- Associated Press - Tuesday, February 15, 2011

EL PASO, Texas (AP) — A federal judge on Tuesday delayed for another week the perjury trial of an elderly ex-CIA agent while she considers defense claims that prosecutors deliberately delayed turning over documents that showed a witness had worked for Cuban counterintelligence.

Attorneys for 83-year-old Luis Posada Carriles have filed a motion for a mistrial, saying they didn’t know the man had worked for the Cuban government when prosecutors put him on the stand because prosecutors hadn’t yet turned over the documents. They say that wasn’t fair.

U.S. District Judge Kathleen Cardone suspended the trial for four days to review the defense motion. She then called the jury in and said she would need until Feb. 22 to rule.

Prosecutors allege Mr. Posada lied while seeking U.S. citizenship during immigration hearings in El Paso, making false statements about how he sneaked into the United States in March 2005 and failing to acknowledge planning a series of 1997 bombings in Cuba that killed an Italian tourist.

Mr. Posada, who spent decades as a Washington-backed Cold Warrior, traversing Latin America to foment violence, is Public Enemy No. 1 in Cuba. He admitted responsibility for the bombings of hotels and the Cuban beach resort of Varadero during a 1998 interview with the New York Time but has since recanted.

Cuba and Venezuela would like to try Mr. Posada for the 1997 bombings or the 1976 bombing of a Cuban airliner that killed 73 people, but a U.S. immigration judge previously ruled he can’t be sent to either country for fear he could be tortured.

In the United States, Mr. Posada is not on trial for the bombings. Instead, he faces perjury, obstruction and immigration fraud charges.

Defense attorneys have taken issue with the testimony of Lt. Col. Roberto Hernandez Caballero, who described the 1997 bombings of hotels in Havana and the Cuban beach resort of Varadero for jurors last week.

Col. Hernandez Caballero has testified twice before in separate U.S. court proceedings, including a federal hijacking case in Tampa, Fla. He said then that he was a member of the Cuba’s counterintelligence agency. During Mr. Posada’s trial, Col. Hernandez Caballero said only that he was an investigator.

Mr. Posada’s defense team said it found out late about Col. Hernandez Caballero’s real job description because prosecutors delayed providing the transcript of his testimony in the Florida case.

Assistant U.S. Attorney Timothy Reardon called the request for a mistrial “an extraordinary and ridiculous motion.”
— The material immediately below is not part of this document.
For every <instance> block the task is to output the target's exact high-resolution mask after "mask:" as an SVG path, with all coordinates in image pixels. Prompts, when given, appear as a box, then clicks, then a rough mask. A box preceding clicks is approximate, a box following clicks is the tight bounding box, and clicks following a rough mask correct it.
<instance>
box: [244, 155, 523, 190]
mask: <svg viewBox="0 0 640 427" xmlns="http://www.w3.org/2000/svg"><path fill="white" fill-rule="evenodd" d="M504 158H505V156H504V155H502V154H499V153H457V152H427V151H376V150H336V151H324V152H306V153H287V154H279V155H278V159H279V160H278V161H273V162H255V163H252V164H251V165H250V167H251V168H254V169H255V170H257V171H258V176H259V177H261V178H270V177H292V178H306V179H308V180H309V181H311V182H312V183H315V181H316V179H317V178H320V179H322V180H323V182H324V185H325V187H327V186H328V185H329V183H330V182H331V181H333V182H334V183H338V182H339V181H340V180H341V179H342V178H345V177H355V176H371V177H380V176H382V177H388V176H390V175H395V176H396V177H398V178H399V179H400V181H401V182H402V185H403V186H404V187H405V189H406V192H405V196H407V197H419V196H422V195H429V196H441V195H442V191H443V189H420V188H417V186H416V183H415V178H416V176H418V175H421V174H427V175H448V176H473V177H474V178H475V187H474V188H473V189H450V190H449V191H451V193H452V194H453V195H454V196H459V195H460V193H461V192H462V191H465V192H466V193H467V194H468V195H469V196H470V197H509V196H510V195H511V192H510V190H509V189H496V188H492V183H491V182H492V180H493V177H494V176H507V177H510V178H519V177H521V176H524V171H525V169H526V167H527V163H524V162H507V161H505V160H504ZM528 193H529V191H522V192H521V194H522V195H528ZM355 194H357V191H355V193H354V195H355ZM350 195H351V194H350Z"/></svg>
The defense motion also referred to two previously classified FBI reports it says prosecutors also were slow to turn over. The first asserted that the 1997 bombings were the work of the Cuban government so as to blame them on the United States, or that they were carried out by dissenting officers within the island’s armed forces or Interior Ministry.

The second report warned that Mr. Posada could be the target of a 2004 assassination attempt by the Cuban government. Mr. Posada was shot in the face by would-be assassins in Guatemala in 1990.

Mr. Posada participated indirectly in the United States’ failed Bay of Pigs invasion of Cuba in 1961 and later served as head of intelligence for Venezuela’s government. A Venezuelan military court dismissed charges against him in the airliner bombing, but he escaped from prison before a civilian trial against him was completed.

He was arrested in Panama in 2000 in a plot to kill Cuba’s then-president, Fidel Castro, during a summit there. He was pardoned in 2004 before turning up in the United States.

Mr. Posada has been living in Miami since his 2007 release from an immigration detention center in El Paso.